The patient's blood cultures with BACTEC method showed Pseudomonas aeruginosa that was resistant to Aztreonam, Cefepime, Amikacin and Ciprofloxacin. The isolate was sensitive to Tobramycin, Meropenem and Colistin. Colistin is a polypeptide antibiotic of the Polymixin group that is rapidly bactericidal to gram negative bacteria. This drug has a detergent-like mechanism interfering with the outer cytoplasmic membrane of the bacteria. Colistin remains active against almost all strains of Pseudomonas and Acinetobacter. Acquired resistance is rare. Colistin seems to be a safe drug in selected cases of infections with MDR gram negative micro-organisms (10). In a study by Tamma et al., they found out that Colistin application was safe. Although there was some evidence of nephrotoxicity and neurotoxicity in some patients, but these adverse effects are reversible and rare (11).
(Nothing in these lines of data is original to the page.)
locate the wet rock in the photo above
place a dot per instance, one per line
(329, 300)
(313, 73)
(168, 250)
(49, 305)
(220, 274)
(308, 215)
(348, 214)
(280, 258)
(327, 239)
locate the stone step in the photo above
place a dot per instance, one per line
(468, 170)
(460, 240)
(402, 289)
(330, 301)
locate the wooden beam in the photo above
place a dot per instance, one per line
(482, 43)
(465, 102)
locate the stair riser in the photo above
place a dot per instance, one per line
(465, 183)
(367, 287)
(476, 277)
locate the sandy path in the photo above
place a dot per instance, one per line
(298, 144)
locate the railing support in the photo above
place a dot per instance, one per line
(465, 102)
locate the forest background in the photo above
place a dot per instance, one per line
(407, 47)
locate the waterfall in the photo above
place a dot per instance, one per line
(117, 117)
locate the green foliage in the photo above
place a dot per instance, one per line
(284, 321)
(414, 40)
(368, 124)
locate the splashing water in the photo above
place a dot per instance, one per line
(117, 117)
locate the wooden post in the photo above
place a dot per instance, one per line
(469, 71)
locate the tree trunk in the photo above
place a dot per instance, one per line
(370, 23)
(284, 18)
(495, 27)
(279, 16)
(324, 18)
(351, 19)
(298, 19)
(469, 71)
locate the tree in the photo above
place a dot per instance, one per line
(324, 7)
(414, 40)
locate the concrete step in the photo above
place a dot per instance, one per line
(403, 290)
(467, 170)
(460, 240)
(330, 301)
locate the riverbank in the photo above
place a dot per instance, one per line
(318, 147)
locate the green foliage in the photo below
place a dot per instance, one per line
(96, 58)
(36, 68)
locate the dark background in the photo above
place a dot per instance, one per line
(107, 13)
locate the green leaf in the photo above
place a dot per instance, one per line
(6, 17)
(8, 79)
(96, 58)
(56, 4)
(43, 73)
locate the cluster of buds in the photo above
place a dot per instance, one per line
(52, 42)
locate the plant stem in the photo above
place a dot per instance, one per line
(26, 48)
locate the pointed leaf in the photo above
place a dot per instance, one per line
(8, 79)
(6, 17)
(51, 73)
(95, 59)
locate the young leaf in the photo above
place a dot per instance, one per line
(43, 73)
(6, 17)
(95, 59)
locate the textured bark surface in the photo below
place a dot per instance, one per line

In the study by Keen et al., it was reported that percentage of TBSA and other clinical parameters have influence on empiric antibiotic therapy and management of patients with multidrug resistant Pseudomonas and Acinetobacter (12).
Systemic antibiotics are only used when systemic infection is strongly suspected, but its role is adjunctive and it never replaces surgical debridement, use of topical agents, nutritional support, increasing in immune system function (IVIG/G-CSF/IFN-γ) and grafting. Evidence in the published literature suggests that this combination therapy is effective for burned patients with MDR gram negative sepsis (13).
Considering the present study, it is believed that an early diagnosis of the wound infection, administration of the appropriate systemic and topical antibiotics, early excision and grafting, adoption of infection control and prevention standards like proper hand hygiene, isolation rooms, environmental cleanliness and disinfection methods may significantly reduce infections caused by MDR micro-organisms in burn units. Also the pattern of resistance to antibiotics is an important factor in treatment, and using new antibiotics can be useful.